In any group, there will be a status ceiling, above which there are no group members, and a status floor, below which there are no group members.
We intuitively get, I think, the idea of a status floor; unless you were accepted to every college you applied to, got every job you tried for, and have always hung out with the “cool kids” of your social milieu, you’ve experienced a status floor.
The ceiling is a bit trickier. No one’s stopping a high-status person hanging out with a group, so why aren’t they there?
The answer is that at that level, those of high status can probably succeed at joining a higher-status group, and leaving this one behind.
OK. Well and good. So why am I writing a blog post about this?
Because this dynamic is not necessarily obvious. The reason is that there are different types of status.
When I was in high school, I wanted to do…I don’t know. Smart things. And I had pretty insanely good test scores. So when it came time to apply for colleges, I applied to BYU, Harvard, Stanford, MIT, and Cal Tech. I was only accepted to BYU.
Why? Because I had abysmal grades in high school. Like, barely graduated.
So let’s take a second and think about how one gets into a college. They look at a bunch of stuff: test scores, grades, extracurriculars, essays, who knows what else. But to get in, one must do well on at least one of these. That’s the status floor: anyone you meet on campus must have something, orthey wouldn’t be there.

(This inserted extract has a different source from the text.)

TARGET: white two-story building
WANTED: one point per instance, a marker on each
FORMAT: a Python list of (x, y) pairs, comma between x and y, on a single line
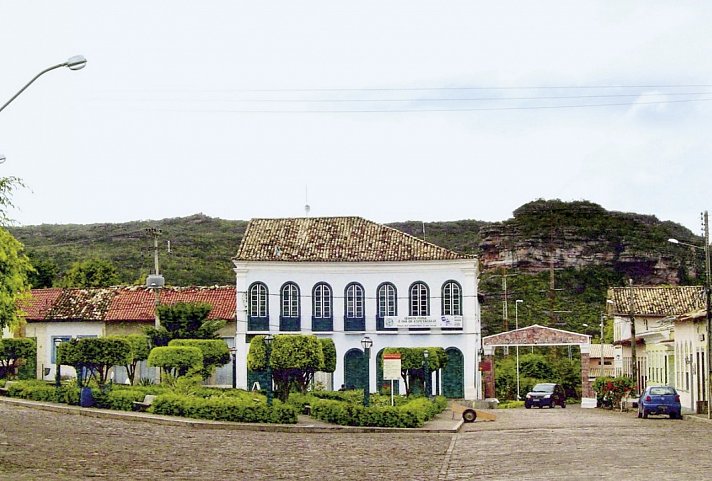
[(345, 278)]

But after the acceptance letters go out, it’s time for the status ceiling to take effect. Imagine a more diligent me with better grades. Perhaps I would have made it to Harvard. In which case: I probably would have gone there.
So while it’s true that anyone you meet on campus isn’t a complete moron, they’re probably not Ivy material either—because if they were, they’d be there!
Note that the floors and ceilings for individual characteristics is much wider than for the composite used for admissions. You can have a very smart person at BYU (who’s a slacker) or someone not too bright (who works very hard and plays the system well). So it doesn’t look like there’s a narrow floor/ceiling, because on any one characteristic, there isn’t.
But a ceiling/floor combo there is, which leads to an interesting property — if you meet someone really smart on the campus of an average school, you automatically know they probably have some sort of other problem.
This could lead to some weird conclusions. If you went around asking everyone for their test scores and high school GPA’s, you would find that they’re negatively correlated. You might conclude that “public schools just can’t manage their genius!” or that “tests don’t measure scholastic aptitude!” Those may or may not be true, but they aren’t supported by our little ad hoc study.
So let’s bring this back to the topic at hand.
Don’t even click the link for a second. Just think about it. The boyfriend, to have a girlfriend, must somewhat have his life together. Why does he have an unstable ex? I’m guilty of this as well. All my bro friends are down-to-earth dudes. Why are some of the girls I’ve dated crazy?
The answer is: the layer effect. The field of girls available to a guy will, overall, fall in a narrow range. But on any given characteristic the range is much wider—including looks.
So we really need to be asking two questions: a) why did the guy date her (she was hot), and why did she date him. Or, to put another way: if she was so pretty, why couldn’t she date a better dude? The answer: crazy.